Funding came from project money, the Friends of Bandelier, and other sources. Staff from the Rocky Mountain Youth Corps, based in Taos, provided administrative support including recruiting the crews and crew leads, while the park provided projects to be done.
“We hope that the young people participating on these crews will come to have stronger connections to the area, their own cultural backgrounds, and national parks,” Bandelier Superintendent Jason Lott said. In addition, in spirit it is a continuation of the 30s-era Civilian Conservation Corps, which taught young people skills and self confidence and did such valuable work for public lands all across the country.”

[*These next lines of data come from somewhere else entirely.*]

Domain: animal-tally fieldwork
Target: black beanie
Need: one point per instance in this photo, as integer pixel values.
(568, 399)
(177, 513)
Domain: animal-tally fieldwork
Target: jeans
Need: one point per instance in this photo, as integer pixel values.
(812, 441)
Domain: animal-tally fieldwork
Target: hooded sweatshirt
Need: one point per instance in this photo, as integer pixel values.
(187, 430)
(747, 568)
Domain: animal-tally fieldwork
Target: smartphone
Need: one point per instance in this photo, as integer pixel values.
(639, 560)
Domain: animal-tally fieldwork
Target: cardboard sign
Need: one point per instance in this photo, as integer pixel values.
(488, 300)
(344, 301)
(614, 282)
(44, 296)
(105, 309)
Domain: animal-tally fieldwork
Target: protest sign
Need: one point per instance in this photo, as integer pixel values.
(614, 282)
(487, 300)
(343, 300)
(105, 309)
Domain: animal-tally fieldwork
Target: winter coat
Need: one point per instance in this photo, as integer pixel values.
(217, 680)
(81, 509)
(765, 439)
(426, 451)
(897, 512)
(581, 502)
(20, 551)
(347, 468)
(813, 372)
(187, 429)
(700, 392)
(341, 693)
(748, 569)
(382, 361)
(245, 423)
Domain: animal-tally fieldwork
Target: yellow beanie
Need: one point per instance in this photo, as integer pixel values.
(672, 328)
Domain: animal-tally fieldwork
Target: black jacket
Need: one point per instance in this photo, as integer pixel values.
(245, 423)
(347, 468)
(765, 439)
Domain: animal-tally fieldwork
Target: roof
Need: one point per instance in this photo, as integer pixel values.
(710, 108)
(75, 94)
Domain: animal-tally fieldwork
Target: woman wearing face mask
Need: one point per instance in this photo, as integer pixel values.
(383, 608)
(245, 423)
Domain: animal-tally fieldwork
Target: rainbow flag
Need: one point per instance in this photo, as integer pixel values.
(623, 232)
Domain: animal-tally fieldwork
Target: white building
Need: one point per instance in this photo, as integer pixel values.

This was the sixth year for the Bandelier Conservation Corps, or BCC. In finding young people to make up the BCC, the objective is to have enrollees ages 16-25, with diverse local backgrounds. This year the crew was made up of seven young men and women from Albuquerque, Corrales, Las Cruces, Santa Fe and Pojoaque. Their first week was orientation, and they participated in other training weekly throughout the 10-week session.
This year’s work projects for the crew included trail repair in the area near Ponderosa Campground, clearing flood debris along Frijoles Creek near the Visitor Center, and trimming the vegetation that grew so tall and heavy this year around Juniper Campground. During the week they camped at the park, returning home on weekends.
This was the first year for the Bandelier Preservation Corps, or BPC. All eight enrollees were from Pueblos, including Hopi, Ohkay Owenge, Santo Domingo(Kewa), Cochiti, San Ildefonso, and Santa Clara, and the crew supervisors were Bandelier staff who are members of San Ildefonso Pueblo. A major objective of having this crew was to provide the enrollees with chances to strengthen their cultural ties to the Bandelier area.
The BPC worked in the main archeological sites near the park Visitor Center, resetting stones and mortar in more than 100 of the old walls and dealing with the thick vegetation that grew this year among the ancestral rooms. In addition to working in the ancestral Pueblo sites, they went on field trips to other related sites and attended each others’ feast days, getting acquainted with some of the differences and similarities among the different Pueblo groups and their languages and traditions.
The supervisors of both crews were impressed with the young people and how readily everyone gained proficiency in their projects. The Pueblo staff members who supervised the BPC were pleased with the opportunity to bring youth from different pueblos together, providing them the chance to work together daily, finding out what traditions they shared and how they differed. As crew supervisor Earle Sanchez said, “They got along and had fun working, and everybody learned quickly. It was cool teaching them skills, especially ones that involved preserving their ancestral sites.”